The white drift piled the window pane.”

In these severe winter snow-storms which our New England poets illustrate so aptly, we become familiar with the snow in all its unsullied purity, and if we are New England born, we never forget the white, frozen charms of those rigid winters, no matter where we stray, or how torrid the sunshine of our abiding place in later years.

Many there are among us who are familiar with and love that winter idyl, the wintry landscape—a blended symphony of colouring; warm russet browns, gray, and rich velvety greens. Against the dense greens of the Hemlock and Spruce, the sturdy mottled Sycamore branches, with their little pendent russet balls clinging tenaciously to their topmost twigs, stand forth in bold relief, while graceful white birches, slender and ghost-like, mingle and blend with the sombre gray trunks of Chestnut and Birch, which toss and sway their denuded branches high in the frosty air.

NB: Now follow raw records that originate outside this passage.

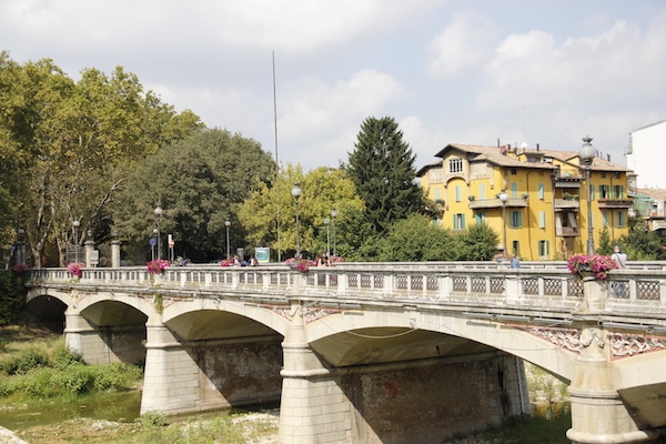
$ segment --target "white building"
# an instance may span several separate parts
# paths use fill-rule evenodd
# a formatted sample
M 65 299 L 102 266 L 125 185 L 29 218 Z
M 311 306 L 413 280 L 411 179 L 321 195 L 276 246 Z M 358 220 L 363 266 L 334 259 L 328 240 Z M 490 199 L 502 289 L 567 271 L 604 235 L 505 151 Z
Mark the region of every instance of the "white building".
M 637 188 L 666 189 L 666 120 L 630 133 L 627 168 L 638 174 Z

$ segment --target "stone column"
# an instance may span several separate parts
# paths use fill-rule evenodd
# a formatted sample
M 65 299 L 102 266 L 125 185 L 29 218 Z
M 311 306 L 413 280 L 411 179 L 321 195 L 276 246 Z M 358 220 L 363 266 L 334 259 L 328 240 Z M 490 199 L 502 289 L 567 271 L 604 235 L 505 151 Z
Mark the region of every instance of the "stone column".
M 352 405 L 335 377 L 307 346 L 303 306 L 292 303 L 282 349 L 281 444 L 353 443 Z
M 595 320 L 607 299 L 606 281 L 586 278 L 581 311 L 581 356 L 568 389 L 572 403 L 572 428 L 566 433 L 575 444 L 643 443 L 658 437 L 655 431 L 638 428 L 613 386 L 606 333 Z
M 111 241 L 111 266 L 113 269 L 120 266 L 120 241 L 118 239 Z
M 90 233 L 90 230 L 88 231 Z M 92 252 L 94 251 L 94 240 L 92 238 L 88 238 L 85 241 L 85 268 L 90 269 L 91 266 L 97 266 L 97 263 L 93 263 Z
M 141 414 L 194 412 L 201 395 L 199 366 L 184 346 L 162 323 L 160 314 L 149 317 L 145 325 L 145 376 Z

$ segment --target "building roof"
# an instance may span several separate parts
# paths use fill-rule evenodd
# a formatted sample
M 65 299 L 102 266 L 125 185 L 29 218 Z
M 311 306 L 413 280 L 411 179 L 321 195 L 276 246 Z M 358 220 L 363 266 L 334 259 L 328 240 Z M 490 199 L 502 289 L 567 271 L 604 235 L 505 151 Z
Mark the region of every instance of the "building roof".
M 636 190 L 635 194 L 650 199 L 657 199 L 660 201 L 666 201 L 666 190 L 664 190 L 663 188 L 639 188 Z
M 474 161 L 486 161 L 501 167 L 508 168 L 542 168 L 545 170 L 555 169 L 554 165 L 547 163 L 527 163 L 522 162 L 513 157 L 506 155 L 506 147 L 483 147 L 483 145 L 467 145 L 462 143 L 450 143 L 444 147 L 435 157 L 444 158 L 446 152 L 451 150 L 457 150 L 472 154 L 470 162 Z
M 511 148 L 511 147 L 485 147 L 485 145 L 470 145 L 464 143 L 450 143 L 444 147 L 440 152 L 435 154 L 437 158 L 444 158 L 448 151 L 457 150 L 464 153 L 471 154 L 471 162 L 474 161 L 486 161 L 494 163 L 500 167 L 507 168 L 529 168 L 529 169 L 544 169 L 544 170 L 553 170 L 556 169 L 556 165 L 553 165 L 549 162 L 524 162 L 516 158 L 516 155 L 538 155 L 542 158 L 552 158 L 556 159 L 563 163 L 569 163 L 572 165 L 578 167 L 578 152 L 574 151 L 558 151 L 558 150 L 528 150 L 526 148 Z M 513 153 L 508 155 L 509 152 Z M 434 164 L 430 164 L 434 165 Z M 598 171 L 622 171 L 622 172 L 632 172 L 632 170 L 626 167 L 619 165 L 617 163 L 613 163 L 609 160 L 602 158 L 594 158 L 592 163 L 592 170 Z M 428 168 L 418 170 L 417 175 L 422 175 L 420 173 L 425 173 Z

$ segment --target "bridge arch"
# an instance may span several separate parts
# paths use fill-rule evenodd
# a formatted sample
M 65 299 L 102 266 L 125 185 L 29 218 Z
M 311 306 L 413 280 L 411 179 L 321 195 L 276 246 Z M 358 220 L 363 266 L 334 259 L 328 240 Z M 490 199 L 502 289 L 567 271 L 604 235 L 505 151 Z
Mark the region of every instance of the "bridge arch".
M 307 324 L 306 337 L 314 351 L 332 364 L 342 366 L 377 360 L 379 349 L 384 355 L 382 360 L 430 359 L 500 350 L 538 365 L 568 383 L 577 360 L 577 354 L 517 326 L 470 320 L 453 313 L 346 311 Z

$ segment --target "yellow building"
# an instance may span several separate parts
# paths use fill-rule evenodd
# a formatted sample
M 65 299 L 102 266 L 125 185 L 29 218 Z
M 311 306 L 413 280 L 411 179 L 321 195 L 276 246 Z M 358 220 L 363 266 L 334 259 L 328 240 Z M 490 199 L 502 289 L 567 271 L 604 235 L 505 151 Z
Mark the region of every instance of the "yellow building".
M 417 176 L 442 212 L 436 222 L 454 231 L 484 222 L 500 234 L 500 252 L 527 261 L 565 259 L 598 245 L 603 228 L 612 240 L 628 234 L 635 175 L 609 160 L 595 157 L 586 170 L 577 151 L 457 143 L 435 157 Z

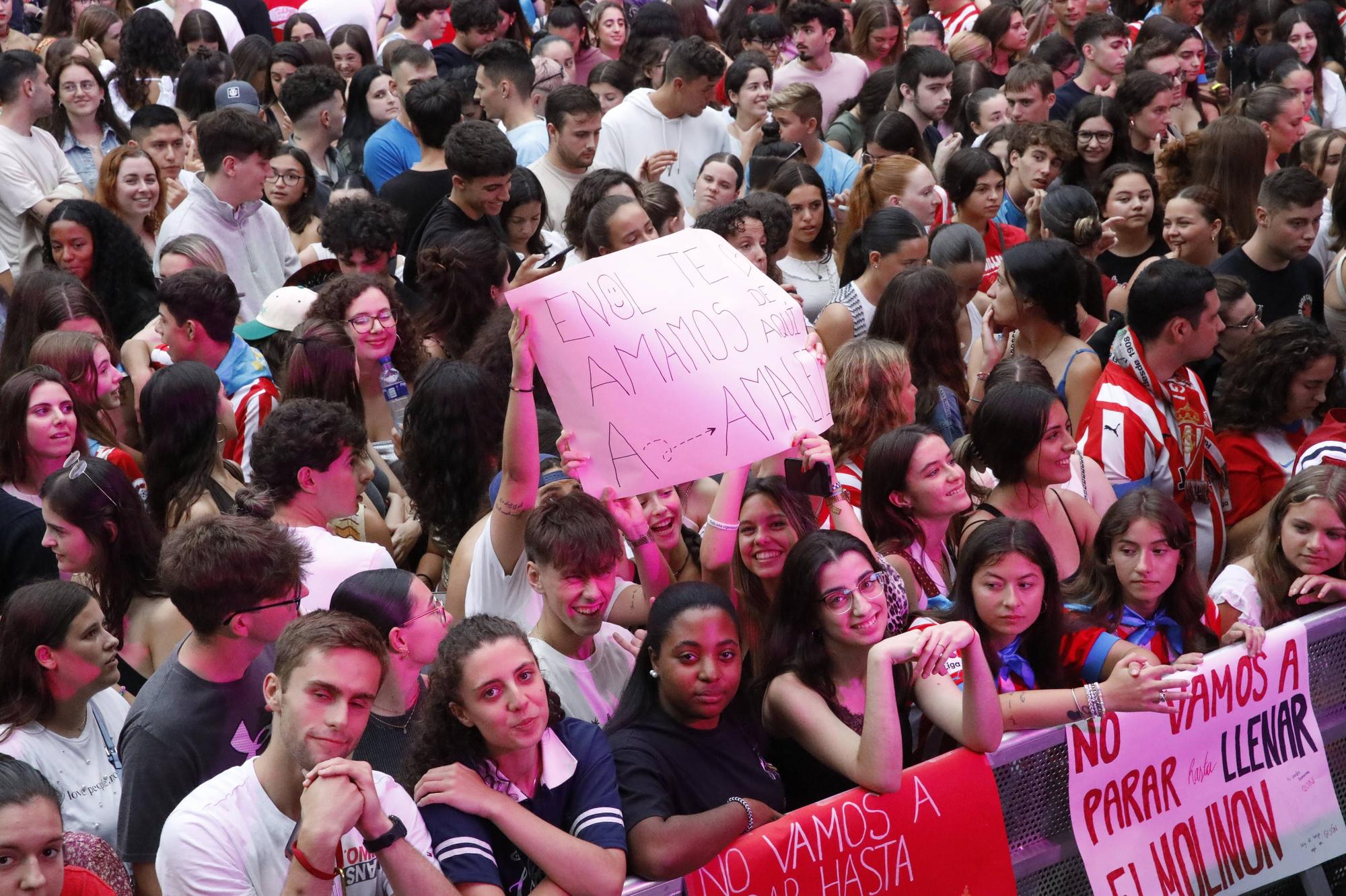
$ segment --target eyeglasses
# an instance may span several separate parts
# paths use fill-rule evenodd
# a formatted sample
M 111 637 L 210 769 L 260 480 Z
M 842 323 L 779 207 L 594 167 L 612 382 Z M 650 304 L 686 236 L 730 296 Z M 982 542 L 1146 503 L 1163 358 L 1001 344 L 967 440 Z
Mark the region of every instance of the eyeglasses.
M 276 603 L 272 604 L 257 604 L 256 607 L 244 607 L 242 609 L 237 609 L 225 616 L 223 619 L 221 619 L 219 624 L 227 626 L 229 620 L 233 619 L 234 616 L 242 616 L 244 613 L 256 613 L 262 609 L 272 609 L 273 607 L 293 607 L 295 612 L 299 612 L 299 601 L 302 601 L 303 599 L 304 599 L 304 587 L 300 585 L 299 591 L 296 591 L 295 596 L 291 597 L 289 600 L 277 600 Z
M 299 183 L 303 179 L 304 179 L 304 175 L 299 174 L 297 171 L 280 172 L 280 171 L 276 171 L 275 168 L 272 168 L 271 174 L 267 175 L 267 183 L 276 183 L 279 180 L 283 184 L 285 184 L 287 187 L 293 187 L 296 183 Z
M 1259 311 L 1261 311 L 1261 308 L 1259 308 Z M 83 455 L 81 455 L 78 451 L 71 451 L 70 455 L 66 457 L 66 463 L 61 464 L 61 468 L 62 470 L 69 470 L 70 471 L 70 482 L 74 482 L 79 476 L 83 476 L 86 472 L 89 472 L 89 461 L 85 460 Z M 96 483 L 93 480 L 93 476 L 89 476 L 89 482 L 93 482 L 93 487 L 94 488 L 97 488 L 98 491 L 102 491 L 102 486 L 100 486 L 98 483 Z M 102 496 L 106 498 L 108 503 L 112 505 L 113 507 L 117 506 L 117 502 L 113 500 L 112 495 L 109 495 L 108 492 L 102 491 Z
M 444 597 L 447 595 L 448 595 L 448 592 L 444 592 L 444 591 L 436 591 L 436 592 L 433 592 L 429 596 L 429 609 L 427 609 L 423 613 L 416 613 L 415 616 L 412 616 L 411 619 L 408 619 L 406 622 L 404 622 L 401 627 L 405 628 L 406 626 L 411 626 L 417 619 L 421 619 L 423 616 L 429 616 L 431 613 L 437 615 L 440 624 L 447 626 L 448 624 L 448 608 L 444 605 Z
M 1248 318 L 1245 318 L 1242 323 L 1238 324 L 1226 323 L 1225 330 L 1248 330 L 1249 327 L 1253 326 L 1254 320 L 1261 320 L 1261 309 L 1263 307 L 1257 305 L 1257 309 L 1253 311 L 1250 315 L 1248 315 Z
M 820 604 L 824 604 L 828 609 L 835 613 L 845 613 L 851 611 L 855 605 L 855 596 L 860 595 L 865 600 L 875 600 L 883 595 L 883 573 L 872 572 L 856 583 L 855 588 L 837 588 L 829 591 L 818 599 Z
M 380 327 L 388 330 L 397 323 L 397 312 L 392 308 L 384 308 L 377 315 L 355 315 L 354 318 L 347 318 L 346 323 L 349 323 L 350 328 L 355 332 L 369 332 L 374 328 L 376 320 Z

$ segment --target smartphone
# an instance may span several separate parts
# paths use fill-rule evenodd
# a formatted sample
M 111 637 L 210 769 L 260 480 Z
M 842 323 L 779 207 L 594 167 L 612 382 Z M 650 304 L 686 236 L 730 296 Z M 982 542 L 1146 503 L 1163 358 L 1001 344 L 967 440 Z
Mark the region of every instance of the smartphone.
M 790 491 L 817 495 L 818 498 L 826 498 L 832 494 L 826 464 L 813 464 L 813 467 L 805 471 L 804 461 L 795 457 L 785 459 L 785 486 Z
M 565 256 L 571 254 L 572 249 L 575 249 L 575 246 L 565 246 L 564 249 L 561 249 L 560 252 L 557 252 L 551 258 L 542 258 L 542 261 L 540 261 L 537 266 L 538 268 L 555 268 L 556 265 L 561 264 L 561 261 L 565 258 Z

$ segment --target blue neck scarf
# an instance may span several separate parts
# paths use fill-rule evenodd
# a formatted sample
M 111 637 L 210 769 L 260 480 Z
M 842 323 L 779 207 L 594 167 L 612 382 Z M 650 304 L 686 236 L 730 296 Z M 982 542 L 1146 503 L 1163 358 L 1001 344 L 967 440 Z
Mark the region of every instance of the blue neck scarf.
M 1163 609 L 1156 609 L 1154 616 L 1145 619 L 1131 607 L 1123 605 L 1121 624 L 1135 626 L 1136 631 L 1127 635 L 1127 640 L 1141 647 L 1148 646 L 1154 640 L 1155 631 L 1162 628 L 1168 647 L 1174 651 L 1174 657 L 1182 654 L 1182 626 Z
M 1020 640 L 1023 640 L 1023 635 L 1019 635 L 1008 646 L 1000 648 L 1000 671 L 996 673 L 996 686 L 1001 694 L 1010 694 L 1015 690 L 1010 673 L 1019 675 L 1019 681 L 1026 683 L 1030 690 L 1038 686 L 1038 679 L 1032 674 L 1032 666 L 1019 655 Z

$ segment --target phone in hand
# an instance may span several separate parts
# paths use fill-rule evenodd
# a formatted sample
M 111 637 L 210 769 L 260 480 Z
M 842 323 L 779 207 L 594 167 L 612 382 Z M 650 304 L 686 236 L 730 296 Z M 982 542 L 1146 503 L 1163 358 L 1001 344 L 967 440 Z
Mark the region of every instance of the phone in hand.
M 549 258 L 542 258 L 540 262 L 537 262 L 537 266 L 538 268 L 555 268 L 556 265 L 561 264 L 561 261 L 565 260 L 565 256 L 571 254 L 571 252 L 573 249 L 575 249 L 575 246 L 565 246 L 564 249 L 561 249 L 560 252 L 557 252 L 555 256 L 552 256 Z
M 797 457 L 785 459 L 785 486 L 790 491 L 826 498 L 832 494 L 826 464 L 813 464 L 808 471 Z

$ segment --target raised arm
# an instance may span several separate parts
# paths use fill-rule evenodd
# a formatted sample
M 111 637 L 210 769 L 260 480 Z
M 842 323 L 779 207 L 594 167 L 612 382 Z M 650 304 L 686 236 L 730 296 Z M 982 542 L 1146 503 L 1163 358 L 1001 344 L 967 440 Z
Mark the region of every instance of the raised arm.
M 524 526 L 528 511 L 537 505 L 537 408 L 533 405 L 532 320 L 526 311 L 514 312 L 509 330 L 514 367 L 510 373 L 509 409 L 505 412 L 505 439 L 501 449 L 501 490 L 491 507 L 490 535 L 495 558 L 505 574 L 513 574 L 524 553 Z

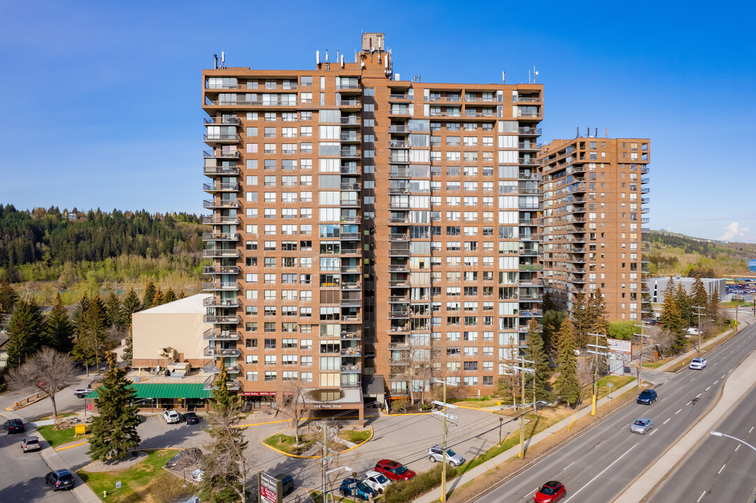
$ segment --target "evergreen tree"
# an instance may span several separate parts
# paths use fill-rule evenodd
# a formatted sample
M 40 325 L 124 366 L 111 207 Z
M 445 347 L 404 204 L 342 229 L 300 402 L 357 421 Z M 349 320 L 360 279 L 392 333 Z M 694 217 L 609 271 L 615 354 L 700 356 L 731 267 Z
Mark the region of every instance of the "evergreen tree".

A cold gray sky—then stealing down appear the first silent fluttering snowflakes, floating gently earthward. A brooding silence settles over all, unbroken save perhaps by a straggling flight of crows winging their way heavily to safe shelter among the distant forest of dark pines. Timidly at first descend the first advance heralds of the great storm, the tiny snowflakes; then suddenly ever faster and faster they assemble, until the dreary, leaden skies and the landscape picture is confused and merged together in a gray curtain; shut out by the wildly eddying, swirling snow.